Mayor Murphy: Homelessness Key West problem, not county

BY C.S. GILBERT
KONK LIFE STAFF WRITER

Dealing with the homeless is Key West’s problem, not Monroe County’s, county Mayor Sylvia Murphy told a Lower Keys League of Women Voters social meeting recently in Key West.
“The problem — and I told the City Commission this — we don’t have a homeless problem in the Upper Keys,” said Murphy. “Marathon has a couple of groups that work with the homeless and the sheriff’s department. Key West has the problem.”
Murphy attributed the problem to Key West’s “permissive” behavior — basically the enabling result of services such as provision of food and comfortable shelter and the ability to panhandle money to be spent, the clear inference was, on addictions, primarily alcohol.
The roomful of women and men attending the League’s Fifth Tuesday social at the Pasta Garden in Duval Square did not challenge her, although one questioner asked whether Middle and Upper Keys communities put their homeless on a bus to Key West. Murphy was adamant that they did not. “The statistics do not prove that,” she said.
“The county will help, will assist, if Key West comes up with a solution. Not money,” she said, but perhaps land. She suggested space “behind the airport.” But she made clear that “There is no will in the county to take on this problem that isn’t ours.”
It was expected that Murphy would speak frankly. Publicity on the event described her as “the plain-spoken and sometimes controversial Mayor Murphy,” and she did not disappoint.
The balance of Murphy’s informal talk ranged from Stock Island to insurance to her eight-year tenure as a county commissioner.
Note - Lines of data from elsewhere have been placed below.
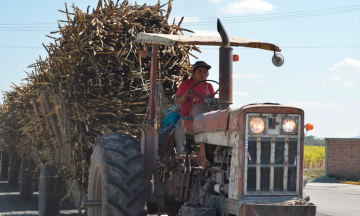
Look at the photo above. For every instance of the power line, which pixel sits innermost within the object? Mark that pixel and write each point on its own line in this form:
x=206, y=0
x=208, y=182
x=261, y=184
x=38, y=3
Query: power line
x=269, y=18
x=30, y=27
x=296, y=47
x=305, y=47
x=293, y=14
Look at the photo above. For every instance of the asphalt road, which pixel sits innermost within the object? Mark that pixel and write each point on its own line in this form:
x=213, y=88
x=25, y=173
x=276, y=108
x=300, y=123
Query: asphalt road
x=335, y=199
x=11, y=205
x=331, y=199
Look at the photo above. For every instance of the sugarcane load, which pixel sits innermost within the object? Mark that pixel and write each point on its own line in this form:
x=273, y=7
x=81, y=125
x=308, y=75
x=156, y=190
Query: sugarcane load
x=113, y=120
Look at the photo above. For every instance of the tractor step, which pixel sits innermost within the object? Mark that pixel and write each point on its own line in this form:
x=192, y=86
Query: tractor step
x=156, y=214
x=92, y=203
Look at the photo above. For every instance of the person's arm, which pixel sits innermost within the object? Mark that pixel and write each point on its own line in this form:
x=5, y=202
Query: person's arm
x=181, y=99
x=211, y=89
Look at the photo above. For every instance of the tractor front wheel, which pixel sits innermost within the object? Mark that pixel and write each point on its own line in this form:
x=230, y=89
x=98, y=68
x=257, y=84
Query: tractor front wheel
x=4, y=164
x=27, y=169
x=49, y=192
x=116, y=177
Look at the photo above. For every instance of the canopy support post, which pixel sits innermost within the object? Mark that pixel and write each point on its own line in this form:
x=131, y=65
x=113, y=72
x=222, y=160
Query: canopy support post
x=153, y=72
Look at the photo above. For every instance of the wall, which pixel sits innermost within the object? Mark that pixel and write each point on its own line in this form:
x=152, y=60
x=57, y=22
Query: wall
x=342, y=157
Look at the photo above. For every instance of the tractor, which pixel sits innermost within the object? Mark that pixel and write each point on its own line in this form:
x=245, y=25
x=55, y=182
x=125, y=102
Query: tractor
x=226, y=161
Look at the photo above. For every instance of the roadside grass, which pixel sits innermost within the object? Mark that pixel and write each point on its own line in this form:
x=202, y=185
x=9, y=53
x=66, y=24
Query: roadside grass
x=314, y=158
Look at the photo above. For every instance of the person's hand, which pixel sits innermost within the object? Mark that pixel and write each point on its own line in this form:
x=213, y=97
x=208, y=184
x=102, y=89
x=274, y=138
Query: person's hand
x=187, y=93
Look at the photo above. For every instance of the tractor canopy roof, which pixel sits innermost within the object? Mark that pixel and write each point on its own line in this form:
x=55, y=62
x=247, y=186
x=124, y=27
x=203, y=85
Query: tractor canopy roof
x=172, y=40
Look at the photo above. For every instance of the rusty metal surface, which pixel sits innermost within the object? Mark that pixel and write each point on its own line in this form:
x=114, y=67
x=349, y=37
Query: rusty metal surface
x=286, y=154
x=258, y=164
x=206, y=122
x=278, y=210
x=149, y=147
x=225, y=68
x=272, y=163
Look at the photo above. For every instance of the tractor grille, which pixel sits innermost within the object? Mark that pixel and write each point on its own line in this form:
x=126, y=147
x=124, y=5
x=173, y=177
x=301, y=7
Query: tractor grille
x=272, y=160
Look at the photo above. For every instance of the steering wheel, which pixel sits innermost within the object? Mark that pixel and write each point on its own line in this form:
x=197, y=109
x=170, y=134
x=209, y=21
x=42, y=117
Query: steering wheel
x=192, y=91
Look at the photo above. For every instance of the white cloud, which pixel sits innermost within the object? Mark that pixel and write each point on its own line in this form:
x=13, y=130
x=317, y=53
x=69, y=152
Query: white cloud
x=247, y=76
x=248, y=6
x=206, y=33
x=347, y=64
x=186, y=19
x=348, y=83
x=242, y=94
x=318, y=105
x=335, y=78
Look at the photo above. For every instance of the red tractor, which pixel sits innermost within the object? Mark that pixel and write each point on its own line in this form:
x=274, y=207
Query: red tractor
x=227, y=161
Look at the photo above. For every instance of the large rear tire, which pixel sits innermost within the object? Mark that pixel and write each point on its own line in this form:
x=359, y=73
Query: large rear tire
x=14, y=170
x=117, y=177
x=49, y=192
x=4, y=164
x=27, y=169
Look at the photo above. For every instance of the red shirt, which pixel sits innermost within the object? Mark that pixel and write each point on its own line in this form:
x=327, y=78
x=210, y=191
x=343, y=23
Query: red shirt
x=204, y=90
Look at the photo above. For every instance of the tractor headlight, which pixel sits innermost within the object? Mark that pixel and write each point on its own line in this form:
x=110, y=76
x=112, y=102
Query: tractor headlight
x=257, y=125
x=288, y=125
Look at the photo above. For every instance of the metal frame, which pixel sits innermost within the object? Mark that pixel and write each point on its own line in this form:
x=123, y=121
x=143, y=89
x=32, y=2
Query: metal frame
x=272, y=164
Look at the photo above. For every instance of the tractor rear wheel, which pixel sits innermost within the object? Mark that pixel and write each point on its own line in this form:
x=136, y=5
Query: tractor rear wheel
x=4, y=164
x=27, y=169
x=116, y=177
x=49, y=192
x=14, y=170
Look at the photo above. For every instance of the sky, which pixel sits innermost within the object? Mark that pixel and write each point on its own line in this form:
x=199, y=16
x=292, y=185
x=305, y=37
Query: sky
x=320, y=42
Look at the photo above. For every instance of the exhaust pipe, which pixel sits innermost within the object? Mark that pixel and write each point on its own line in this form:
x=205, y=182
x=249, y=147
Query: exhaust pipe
x=225, y=68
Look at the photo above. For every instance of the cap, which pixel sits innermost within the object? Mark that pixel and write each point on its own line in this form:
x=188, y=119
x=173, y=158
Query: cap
x=200, y=64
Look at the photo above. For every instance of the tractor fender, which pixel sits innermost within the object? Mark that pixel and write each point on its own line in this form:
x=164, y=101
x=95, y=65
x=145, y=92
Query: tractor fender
x=149, y=147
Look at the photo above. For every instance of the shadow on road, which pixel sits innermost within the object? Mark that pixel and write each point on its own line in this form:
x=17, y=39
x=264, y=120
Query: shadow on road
x=11, y=205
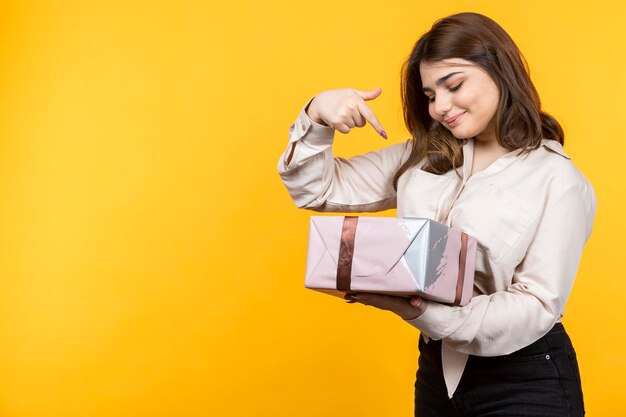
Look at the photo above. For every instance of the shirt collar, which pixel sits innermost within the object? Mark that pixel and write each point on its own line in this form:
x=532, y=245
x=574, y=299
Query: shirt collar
x=554, y=146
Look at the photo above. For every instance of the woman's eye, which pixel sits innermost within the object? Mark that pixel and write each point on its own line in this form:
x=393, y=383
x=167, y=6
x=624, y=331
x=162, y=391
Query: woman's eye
x=456, y=87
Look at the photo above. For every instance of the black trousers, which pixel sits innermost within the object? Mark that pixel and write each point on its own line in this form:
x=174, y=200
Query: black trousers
x=541, y=379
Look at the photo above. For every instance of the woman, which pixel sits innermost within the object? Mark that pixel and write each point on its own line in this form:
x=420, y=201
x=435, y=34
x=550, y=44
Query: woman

While she began her remarks with the observation that officially she represented “the island of Key Largo — Tavernier, Key Largo and Ocean Reef” — on the Commission, she nevertheless was elected by the entire county and, therefore, represents everyone. Stock Island was an area of particular concern: The animal shelter (“anything would be an improvement”), Bernstein Park (“fill is needed so it won’t flood any more”), Stock Island Marina Village and Hickory House.
“Take a ride down Shrimp Road,” she urged the group. “Public Works has been cleaning up the mangroves and it’s so beautiful in there… It’s a new way of doing business: Coming to the county, listening to suggestions, no variances, no kerfuffle, no headlines in the Citizen.”
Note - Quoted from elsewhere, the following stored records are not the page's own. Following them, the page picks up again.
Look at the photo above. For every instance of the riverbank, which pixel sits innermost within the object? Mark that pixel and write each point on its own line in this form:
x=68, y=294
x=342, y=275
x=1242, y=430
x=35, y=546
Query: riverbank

Regarding the white elephant of Hickory House, Murphy was hopeful that Key West’s master developer Pritam Singh’s purchase of the adjacent Oceanside Marina would ultimately result in the sale of Hickory House “without a great loss.”
Regarding insurance, Key West Commissioner Heather Carruthers, a founder of FIRM (Fair Insurance Rates for Monroe) is the “guru,” Murphy said. “Heather updates us every month and we vote yes on whatever she wants.”
Regarding her position: “I love, love, love my job,” Murphy said, noting that she had lots of jobs in her life and retired as a fire and rescue professional. But nothing comes close to the joy, satisfaction and sense of accomplishment she feels serving the people of Monroe County. And “if I’m not drooling in my oatmeal,” she joked, she’ll be running for reelection in 2016.